I then separate the bluebirds from the canaries. I toss out the high and the low and go with the stuff in the middle. Close enough for a free blog post. In fact, I have used this method when paying customers don’t want to pick up the bill for the fancy for fee services.

The bottom-line line is that I can trot out data that supports these assertions:

  • Google and Microsoft are so far ahead in traffic that comparisons with other vendors of search and content processing traffic are meaningless. Are the data correct? Well, the revenues of these two outfits suggest that some correlation between traffic and money must exist. Microsoft is nosing toward $100 billion and Google toward $30 billion. Search vendors are not in this ball game with the sole exception of Autonomy which rings in with $1.0 billion in revenue.
  • Most search vendors generate traffic in the 3,000 to 15,000 uniques per month.

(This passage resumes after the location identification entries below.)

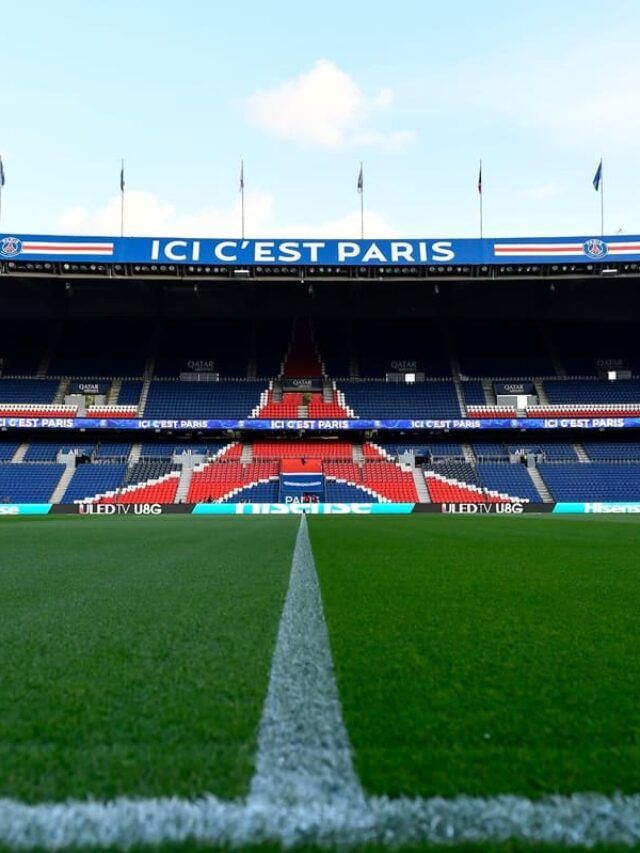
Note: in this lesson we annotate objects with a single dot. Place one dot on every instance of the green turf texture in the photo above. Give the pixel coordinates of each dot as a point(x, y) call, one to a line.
point(486, 656)
point(135, 653)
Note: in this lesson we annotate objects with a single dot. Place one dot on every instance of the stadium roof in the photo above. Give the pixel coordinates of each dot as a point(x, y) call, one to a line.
point(417, 257)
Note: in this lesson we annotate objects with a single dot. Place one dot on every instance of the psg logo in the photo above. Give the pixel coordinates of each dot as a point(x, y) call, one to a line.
point(595, 248)
point(10, 247)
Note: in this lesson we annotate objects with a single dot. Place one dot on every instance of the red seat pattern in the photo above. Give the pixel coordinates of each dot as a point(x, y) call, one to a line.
point(582, 410)
point(37, 410)
point(214, 480)
point(344, 471)
point(162, 491)
point(112, 412)
point(443, 490)
point(300, 449)
point(321, 410)
point(390, 481)
point(288, 407)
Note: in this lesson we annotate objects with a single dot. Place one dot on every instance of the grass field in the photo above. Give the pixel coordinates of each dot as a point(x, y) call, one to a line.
point(135, 655)
point(486, 656)
point(479, 656)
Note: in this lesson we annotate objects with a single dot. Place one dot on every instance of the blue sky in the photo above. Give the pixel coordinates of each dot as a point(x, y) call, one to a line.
point(419, 91)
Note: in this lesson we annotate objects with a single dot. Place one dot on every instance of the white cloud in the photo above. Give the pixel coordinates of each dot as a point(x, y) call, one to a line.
point(324, 108)
point(586, 98)
point(146, 214)
point(542, 192)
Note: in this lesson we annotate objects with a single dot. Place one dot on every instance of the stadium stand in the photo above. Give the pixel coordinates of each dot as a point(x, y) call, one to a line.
point(28, 482)
point(595, 482)
point(374, 399)
point(507, 479)
point(8, 450)
point(94, 479)
point(610, 451)
point(28, 391)
point(86, 349)
point(225, 399)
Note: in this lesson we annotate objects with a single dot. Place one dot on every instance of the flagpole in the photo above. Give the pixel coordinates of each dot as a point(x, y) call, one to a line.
point(361, 203)
point(1, 185)
point(480, 194)
point(242, 196)
point(602, 200)
point(122, 197)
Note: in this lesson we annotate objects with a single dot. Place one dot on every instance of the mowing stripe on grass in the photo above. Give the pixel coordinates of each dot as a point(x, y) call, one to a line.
point(303, 748)
point(305, 789)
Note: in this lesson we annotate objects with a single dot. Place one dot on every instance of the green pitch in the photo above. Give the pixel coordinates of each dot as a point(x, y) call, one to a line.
point(135, 656)
point(486, 656)
point(478, 656)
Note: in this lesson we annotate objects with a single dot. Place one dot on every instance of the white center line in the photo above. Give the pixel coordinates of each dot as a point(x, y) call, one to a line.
point(305, 789)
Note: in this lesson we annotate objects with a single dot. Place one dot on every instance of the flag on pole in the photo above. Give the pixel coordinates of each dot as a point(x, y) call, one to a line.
point(597, 178)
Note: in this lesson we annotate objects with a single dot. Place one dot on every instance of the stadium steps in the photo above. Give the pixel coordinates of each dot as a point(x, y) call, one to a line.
point(558, 366)
point(252, 361)
point(114, 392)
point(63, 482)
point(43, 367)
point(469, 453)
point(20, 453)
point(146, 385)
point(61, 392)
point(581, 453)
point(354, 370)
point(459, 394)
point(184, 483)
point(541, 392)
point(421, 485)
point(489, 396)
point(540, 485)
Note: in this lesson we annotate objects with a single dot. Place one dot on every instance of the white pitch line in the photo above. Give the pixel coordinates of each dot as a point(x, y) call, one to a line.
point(304, 754)
point(305, 789)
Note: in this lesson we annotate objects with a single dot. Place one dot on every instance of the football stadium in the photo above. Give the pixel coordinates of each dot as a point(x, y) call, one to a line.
point(319, 543)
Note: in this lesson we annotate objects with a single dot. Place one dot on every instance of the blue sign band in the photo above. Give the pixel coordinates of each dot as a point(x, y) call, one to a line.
point(317, 253)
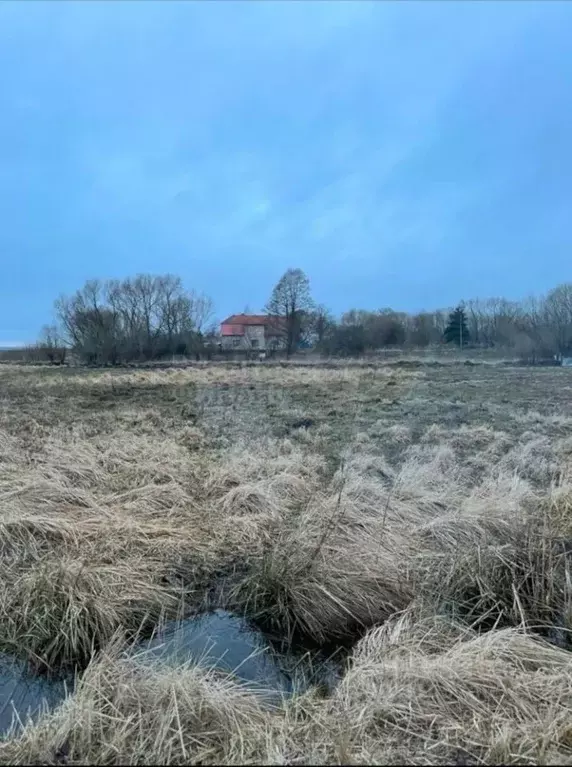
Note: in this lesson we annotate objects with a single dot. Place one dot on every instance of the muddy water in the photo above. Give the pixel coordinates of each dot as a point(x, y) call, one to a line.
point(219, 639)
point(227, 642)
point(23, 695)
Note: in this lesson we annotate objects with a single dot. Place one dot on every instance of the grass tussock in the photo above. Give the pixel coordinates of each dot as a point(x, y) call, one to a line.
point(417, 518)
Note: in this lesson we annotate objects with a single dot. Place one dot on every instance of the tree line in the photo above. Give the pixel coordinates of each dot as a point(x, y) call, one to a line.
point(137, 319)
point(151, 317)
point(533, 329)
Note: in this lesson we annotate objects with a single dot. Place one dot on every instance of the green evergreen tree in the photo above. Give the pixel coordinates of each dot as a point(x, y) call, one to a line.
point(457, 331)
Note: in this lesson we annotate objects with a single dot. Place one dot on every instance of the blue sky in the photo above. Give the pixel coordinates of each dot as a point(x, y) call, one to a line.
point(403, 154)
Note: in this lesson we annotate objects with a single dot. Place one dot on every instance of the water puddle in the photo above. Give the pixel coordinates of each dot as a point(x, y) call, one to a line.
point(229, 643)
point(23, 695)
point(218, 639)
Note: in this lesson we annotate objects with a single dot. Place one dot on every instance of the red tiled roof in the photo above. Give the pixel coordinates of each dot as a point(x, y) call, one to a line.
point(247, 319)
point(234, 325)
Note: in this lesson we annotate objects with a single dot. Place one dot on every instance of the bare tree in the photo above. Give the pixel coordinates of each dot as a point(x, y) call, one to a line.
point(290, 305)
point(51, 345)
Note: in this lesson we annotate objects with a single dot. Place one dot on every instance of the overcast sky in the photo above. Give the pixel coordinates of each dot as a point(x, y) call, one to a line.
point(403, 154)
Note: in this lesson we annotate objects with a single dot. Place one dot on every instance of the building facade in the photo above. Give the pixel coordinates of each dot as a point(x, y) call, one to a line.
point(252, 332)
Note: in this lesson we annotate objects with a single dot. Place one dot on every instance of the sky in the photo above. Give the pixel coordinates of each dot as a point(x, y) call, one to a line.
point(404, 154)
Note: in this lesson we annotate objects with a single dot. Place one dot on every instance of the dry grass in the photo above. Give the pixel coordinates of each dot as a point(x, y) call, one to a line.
point(440, 547)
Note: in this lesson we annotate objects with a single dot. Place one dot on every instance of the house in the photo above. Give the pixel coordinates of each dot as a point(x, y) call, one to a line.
point(245, 332)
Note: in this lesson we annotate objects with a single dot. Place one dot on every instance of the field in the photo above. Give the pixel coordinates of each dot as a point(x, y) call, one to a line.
point(418, 514)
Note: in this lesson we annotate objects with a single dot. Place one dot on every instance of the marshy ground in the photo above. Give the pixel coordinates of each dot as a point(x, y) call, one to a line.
point(418, 516)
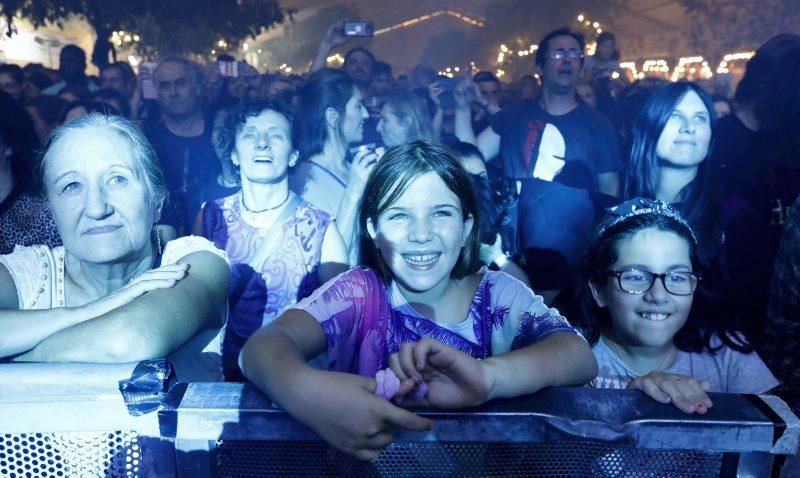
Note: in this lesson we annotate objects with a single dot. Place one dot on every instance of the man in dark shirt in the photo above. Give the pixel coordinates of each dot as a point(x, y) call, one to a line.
point(182, 141)
point(552, 139)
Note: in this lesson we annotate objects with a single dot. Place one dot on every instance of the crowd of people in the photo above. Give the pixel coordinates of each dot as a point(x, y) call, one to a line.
point(351, 241)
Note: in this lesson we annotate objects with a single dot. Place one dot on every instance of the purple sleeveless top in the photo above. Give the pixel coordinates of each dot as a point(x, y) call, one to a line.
point(263, 283)
point(365, 321)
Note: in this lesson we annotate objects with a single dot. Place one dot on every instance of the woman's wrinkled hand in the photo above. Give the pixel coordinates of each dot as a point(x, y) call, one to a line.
point(454, 379)
point(686, 393)
point(162, 277)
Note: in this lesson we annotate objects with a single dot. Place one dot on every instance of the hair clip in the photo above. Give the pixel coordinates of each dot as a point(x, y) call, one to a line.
point(637, 207)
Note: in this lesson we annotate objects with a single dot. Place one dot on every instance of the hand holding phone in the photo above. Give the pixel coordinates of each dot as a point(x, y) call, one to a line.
point(357, 29)
point(149, 91)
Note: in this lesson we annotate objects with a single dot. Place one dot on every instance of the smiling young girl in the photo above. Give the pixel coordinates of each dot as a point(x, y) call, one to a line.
point(640, 278)
point(421, 306)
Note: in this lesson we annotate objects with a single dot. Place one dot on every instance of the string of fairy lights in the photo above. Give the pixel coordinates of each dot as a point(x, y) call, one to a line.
point(690, 67)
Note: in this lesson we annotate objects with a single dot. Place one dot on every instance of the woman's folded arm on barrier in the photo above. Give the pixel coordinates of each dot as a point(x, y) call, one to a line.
point(21, 330)
point(152, 324)
point(341, 408)
point(455, 380)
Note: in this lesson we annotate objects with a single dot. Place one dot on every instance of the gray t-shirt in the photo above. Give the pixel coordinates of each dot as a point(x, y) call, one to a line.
point(728, 371)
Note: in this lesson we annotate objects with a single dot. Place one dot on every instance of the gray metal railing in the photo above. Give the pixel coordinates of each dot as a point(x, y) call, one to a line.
point(71, 420)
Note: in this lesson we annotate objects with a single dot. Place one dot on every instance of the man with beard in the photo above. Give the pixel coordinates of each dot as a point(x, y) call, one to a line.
point(72, 67)
point(182, 140)
point(551, 139)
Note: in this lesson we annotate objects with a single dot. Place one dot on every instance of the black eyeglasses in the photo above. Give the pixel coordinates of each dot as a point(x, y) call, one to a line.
point(560, 53)
point(634, 281)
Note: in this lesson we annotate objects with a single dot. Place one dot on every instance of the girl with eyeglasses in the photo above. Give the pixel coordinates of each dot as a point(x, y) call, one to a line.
point(639, 279)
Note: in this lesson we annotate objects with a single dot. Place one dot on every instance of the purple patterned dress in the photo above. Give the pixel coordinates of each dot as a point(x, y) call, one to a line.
point(263, 282)
point(366, 321)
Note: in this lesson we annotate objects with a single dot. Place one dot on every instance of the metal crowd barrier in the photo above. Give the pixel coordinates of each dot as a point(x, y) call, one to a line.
point(72, 420)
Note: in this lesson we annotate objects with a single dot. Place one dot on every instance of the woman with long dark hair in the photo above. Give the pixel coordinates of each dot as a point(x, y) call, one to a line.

Even the bigger of the search vendors have a tough time breaking through the 15,000 ceiling. The reason? Search is sort of a footnote in the broader world of enterprise and Web functions. Lots of talk does not translate into traffic for search vendors on their Web sites.
  • Some search vendors get so few clicks that the services report “insufficient data”. I am sorely tempted to present a list of search vendors whose Web sites get effectively only random clicks and robot traffic. But I don’t need any more defensive snarkiness from search executives. Hey, summer is almost over. Let me enjoy the last few, hazy, lazy days.

To wrap up, are Microsoft and Yahoo losing market share? Probably not. The key factor seems to be Facebook’s emergence as an alternative to Google-style searching. The mobile device “search experience” is a different animal entirely and I don’t think anyone has a firm grip on these data at this time. Google’s obsession with mobile devices is a strong signal that something is indeed happening. The numbers, at this time, are less reliable than the ones for traditional Web site traffic.

Maybe the Web is dead? Maybe search is dead? Maybe an asteroid will hit the earth before it melts? Whatever. Traffic reports are indicative, not definitive. Let’s face it. Search is a small niche and a successful vendor will produce modest uniques when compared to outfits like Amazon, Apple, Google, and Microsoft.

Stephen E Arnold, August 24, 2010

Freebie. 0.999999 confidence in this.